Here, a subfunctor $G \subseteq F$ is called open when for every scheme $X$ and every element $a \in F(X)$, thus corresponding to a morphism $a : \mathrm{Hom}(-,X) \to F$, the pullback $G \times_F \mathrm{Hom}(-,X) \to \mathrm{Hom}(-,X)$ is isomorphic to $\mathrm{Hom}(-,U) \to \mathrm{Hom}(-,X)$ for some open subscheme $U \subseteq X$. Also, a family of subfunctors $G_i \subseteq F$ covers $F$ when for every scheme $X$ which is the spectrum of a field (not for any scheme!), we have $\bigcup_i G_i(X) = F(X)$.

Answer 2

Here is my answer to your first question. Consider the non trivial category $\mathcal{C}=\{0\circlearrowleft\circlearrowleft\},$ where $0$ has a non-identity morphism $f$ (of order $2$) to itself.

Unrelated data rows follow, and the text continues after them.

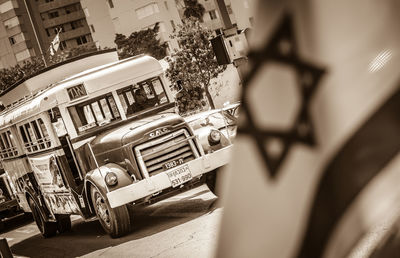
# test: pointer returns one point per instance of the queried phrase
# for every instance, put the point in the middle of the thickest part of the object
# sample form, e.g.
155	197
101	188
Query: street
185	225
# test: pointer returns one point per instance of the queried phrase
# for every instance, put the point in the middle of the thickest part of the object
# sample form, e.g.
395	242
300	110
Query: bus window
158	88
45	133
94	112
35	135
144	95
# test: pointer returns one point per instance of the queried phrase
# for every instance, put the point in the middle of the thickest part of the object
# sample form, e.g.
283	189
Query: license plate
173	163
179	176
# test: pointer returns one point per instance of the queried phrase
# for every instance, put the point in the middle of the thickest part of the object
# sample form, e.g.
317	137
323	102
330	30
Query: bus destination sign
76	92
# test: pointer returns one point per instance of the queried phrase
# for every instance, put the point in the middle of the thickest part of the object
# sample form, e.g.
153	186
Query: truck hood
135	131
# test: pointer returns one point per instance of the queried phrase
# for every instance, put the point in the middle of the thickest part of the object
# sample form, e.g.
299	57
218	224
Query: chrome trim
157	141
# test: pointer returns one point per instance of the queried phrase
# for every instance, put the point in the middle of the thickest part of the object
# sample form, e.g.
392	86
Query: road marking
25	231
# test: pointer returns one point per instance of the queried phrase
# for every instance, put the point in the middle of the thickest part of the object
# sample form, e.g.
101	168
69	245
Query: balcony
64	19
10	14
18	47
74	33
55	4
15	30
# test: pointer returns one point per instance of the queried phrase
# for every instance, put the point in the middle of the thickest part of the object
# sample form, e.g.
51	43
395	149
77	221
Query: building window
83	39
16	38
162	27
77	24
53	15
11	22
110	3
87	14
147	10
63	45
213	14
12	40
251	20
7	6
229	9
22	55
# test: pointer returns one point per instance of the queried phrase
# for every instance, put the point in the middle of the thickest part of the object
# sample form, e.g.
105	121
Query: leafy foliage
65	54
194	65
141	42
194	9
9	76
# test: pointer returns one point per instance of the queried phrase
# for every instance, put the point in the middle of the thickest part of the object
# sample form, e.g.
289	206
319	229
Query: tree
10	76
194	9
193	66
141	42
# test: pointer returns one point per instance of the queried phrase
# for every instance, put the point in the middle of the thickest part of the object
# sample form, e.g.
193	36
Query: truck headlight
111	179
214	137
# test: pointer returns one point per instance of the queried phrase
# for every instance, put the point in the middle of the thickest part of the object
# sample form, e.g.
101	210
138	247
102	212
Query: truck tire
116	222
48	229
63	223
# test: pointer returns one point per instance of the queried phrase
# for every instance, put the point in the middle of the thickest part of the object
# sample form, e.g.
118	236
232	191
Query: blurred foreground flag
317	161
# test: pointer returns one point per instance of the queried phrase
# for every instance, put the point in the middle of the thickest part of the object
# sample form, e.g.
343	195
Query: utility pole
34	32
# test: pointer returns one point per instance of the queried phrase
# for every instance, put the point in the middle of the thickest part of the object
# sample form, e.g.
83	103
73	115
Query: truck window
35	136
141	96
93	113
8	148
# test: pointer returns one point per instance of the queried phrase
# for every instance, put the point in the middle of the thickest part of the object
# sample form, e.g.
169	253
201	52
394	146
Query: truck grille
177	146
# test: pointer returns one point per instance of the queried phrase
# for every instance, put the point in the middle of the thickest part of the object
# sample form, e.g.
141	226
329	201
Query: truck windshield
93	113
142	96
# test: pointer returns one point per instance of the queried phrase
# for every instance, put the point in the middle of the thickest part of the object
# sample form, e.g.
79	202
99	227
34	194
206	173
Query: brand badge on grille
158	132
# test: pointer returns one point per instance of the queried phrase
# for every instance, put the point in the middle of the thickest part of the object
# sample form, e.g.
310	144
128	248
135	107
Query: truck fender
30	194
95	178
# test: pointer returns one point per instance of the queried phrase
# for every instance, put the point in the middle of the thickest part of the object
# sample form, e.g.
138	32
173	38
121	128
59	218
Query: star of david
281	48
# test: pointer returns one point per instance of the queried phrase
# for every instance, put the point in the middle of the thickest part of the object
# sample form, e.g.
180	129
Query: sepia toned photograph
199	128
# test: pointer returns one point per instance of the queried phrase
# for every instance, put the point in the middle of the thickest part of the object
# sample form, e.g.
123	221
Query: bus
9	207
102	141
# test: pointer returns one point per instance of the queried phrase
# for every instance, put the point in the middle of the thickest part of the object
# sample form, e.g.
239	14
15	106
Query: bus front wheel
115	221
63	223
48	229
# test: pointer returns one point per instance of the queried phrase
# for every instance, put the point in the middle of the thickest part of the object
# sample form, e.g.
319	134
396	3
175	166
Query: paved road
182	226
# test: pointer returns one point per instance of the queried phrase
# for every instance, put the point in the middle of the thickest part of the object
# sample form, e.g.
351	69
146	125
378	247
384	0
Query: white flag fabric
317	155
55	43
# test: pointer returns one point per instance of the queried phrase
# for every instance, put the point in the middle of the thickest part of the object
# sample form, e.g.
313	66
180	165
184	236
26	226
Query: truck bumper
154	184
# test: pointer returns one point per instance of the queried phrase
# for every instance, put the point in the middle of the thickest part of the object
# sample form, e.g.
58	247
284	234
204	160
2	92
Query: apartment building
50	16
17	40
212	17
28	26
244	12
106	18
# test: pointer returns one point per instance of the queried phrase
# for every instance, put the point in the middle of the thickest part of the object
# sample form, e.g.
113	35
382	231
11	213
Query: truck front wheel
48	229
115	221
63	223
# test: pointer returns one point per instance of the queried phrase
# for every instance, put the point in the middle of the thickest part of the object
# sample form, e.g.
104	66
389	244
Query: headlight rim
114	181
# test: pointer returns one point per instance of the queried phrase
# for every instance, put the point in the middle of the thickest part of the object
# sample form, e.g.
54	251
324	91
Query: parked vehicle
8	203
100	141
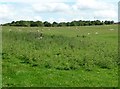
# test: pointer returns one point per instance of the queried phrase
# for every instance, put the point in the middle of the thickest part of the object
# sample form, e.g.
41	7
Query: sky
58	10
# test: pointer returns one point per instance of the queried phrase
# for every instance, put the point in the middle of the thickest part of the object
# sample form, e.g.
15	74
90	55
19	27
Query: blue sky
58	10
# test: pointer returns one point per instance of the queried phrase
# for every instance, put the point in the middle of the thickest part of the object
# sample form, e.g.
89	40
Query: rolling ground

Now consider the representable functor $G:\mathcal{C}^{\text{op}}\to\mathbf{Set}$ given by $G(x)=\operatorname{hom}_{\mathcal{C}}(x, 0).$ This has exactly one proper sub-functor, the empty functor, and it is clearly not representable.

Added: The full description of $G$ is

• $0\mapsto \{\operatorname{id}_0, f\}$
• $\operatorname{id}_0\mapsto\operatorname{id}_{\{\operatorname{id}_0, f\}}$
• $f\mapsto f_*=(\operatorname{id}_0\mapsto f, f\mapsto \operatorname{id}_0)$

and the only proper sub-functor that can make a naturally square is the empty functor.

Answer 3

If you consider $\mathbb Q$ as a poset and thus also naturally a category we can consider the functor category $[\mathbb Q, \textbf{Set}]$.

The set of subfunctors of a representable functor $\text{Hom}(q,-)$ are in bijection with the set $\{r \in \mathbb R \cup \{\infty \}:r \geq q \}$

(this is essentially the statement that every set bounded from above in $\mathbb R$ has a least upper bound)

which is clearly strictly bigger than the set of representable subfunctors of $Hom(q,-)$ which is in bijection with $\{ p \in \mathbb Q \cup \{ \infty \}: p \geq q \}$.